I stomped outside, never looking up to
see the reactions of those around me as I walked to the front door
to the school. I always expected an alarm to go off when I opened
the doors, but it never came. I supposed they had secret cameras
watching me. Besides, I could feel the eyes of enough students
following me as I made my way across the yard, it probably didn’t
matter. They would tell if I never reappeared.

I stomped through what appeared to be
a foot of snow as I made my way around the building. Normally,
schools would plow for weather like this. Apparently, The Academie
saw no need. That’s when it occurred to me: how did the faculty get
into the building this morning?
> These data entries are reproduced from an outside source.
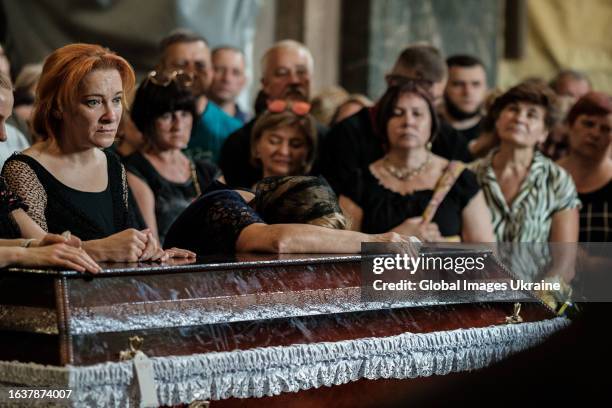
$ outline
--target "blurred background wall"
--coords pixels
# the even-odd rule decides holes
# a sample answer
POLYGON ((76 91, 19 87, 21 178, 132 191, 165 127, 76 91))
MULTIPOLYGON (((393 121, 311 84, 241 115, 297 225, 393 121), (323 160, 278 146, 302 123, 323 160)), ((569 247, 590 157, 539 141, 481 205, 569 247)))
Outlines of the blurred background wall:
POLYGON ((142 74, 156 61, 159 39, 183 26, 213 47, 245 50, 246 106, 259 88, 263 52, 283 38, 312 50, 315 93, 341 84, 380 96, 384 74, 415 41, 480 57, 491 85, 549 80, 574 68, 595 89, 612 92, 610 0, 1 0, 0 6, 0 41, 13 75, 76 41, 108 46, 142 74))
POLYGON ((528 0, 524 55, 503 59, 499 85, 556 71, 584 71, 596 90, 612 93, 612 1, 528 0))

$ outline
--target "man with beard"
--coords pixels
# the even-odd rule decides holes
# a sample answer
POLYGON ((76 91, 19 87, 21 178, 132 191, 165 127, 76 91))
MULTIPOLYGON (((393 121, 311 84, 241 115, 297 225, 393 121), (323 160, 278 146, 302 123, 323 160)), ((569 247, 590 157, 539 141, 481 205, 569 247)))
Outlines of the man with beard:
MULTIPOLYGON (((309 101, 313 66, 312 54, 303 44, 293 40, 274 44, 261 59, 261 91, 256 105, 264 105, 263 101, 275 99, 309 101)), ((256 114, 259 115, 262 108, 263 106, 259 109, 256 106, 256 114)), ((251 188, 262 178, 262 170, 249 161, 251 131, 256 120, 257 117, 253 118, 230 135, 221 149, 219 167, 223 171, 225 182, 230 186, 251 188)), ((319 142, 326 132, 325 126, 317 124, 319 142)), ((318 169, 315 160, 312 173, 317 174, 318 169)))
MULTIPOLYGON (((442 101, 447 69, 440 51, 428 44, 413 44, 402 51, 386 76, 387 86, 415 81, 425 87, 435 104, 442 101)), ((332 127, 323 152, 323 175, 337 194, 355 183, 356 174, 385 154, 382 139, 375 128, 378 105, 363 108, 332 127)), ((471 161, 467 142, 448 123, 441 121, 431 151, 449 160, 471 161)))
POLYGON ((206 97, 213 80, 208 42, 194 32, 178 29, 160 42, 160 49, 159 71, 164 72, 163 77, 184 82, 183 85, 189 87, 197 98, 199 117, 194 118, 187 151, 194 160, 216 162, 223 142, 230 133, 240 128, 242 123, 206 97), (185 80, 182 76, 173 74, 177 71, 183 71, 192 76, 192 79, 185 80))
POLYGON ((449 57, 446 65, 448 83, 441 115, 469 143, 480 133, 482 104, 487 95, 487 73, 482 62, 470 55, 449 57))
The paths weren’t plowed now, and
they didn’t show the signs of having been plowed before—usually an
area that has been plowed will show a defined dip in the snow, even
after more snow has come to cover it over—and there were no such
spots to mark footprints from their having trudged through the
snow. That was odd. I always figured they came in through the
front, but apparently, they had a back entrance.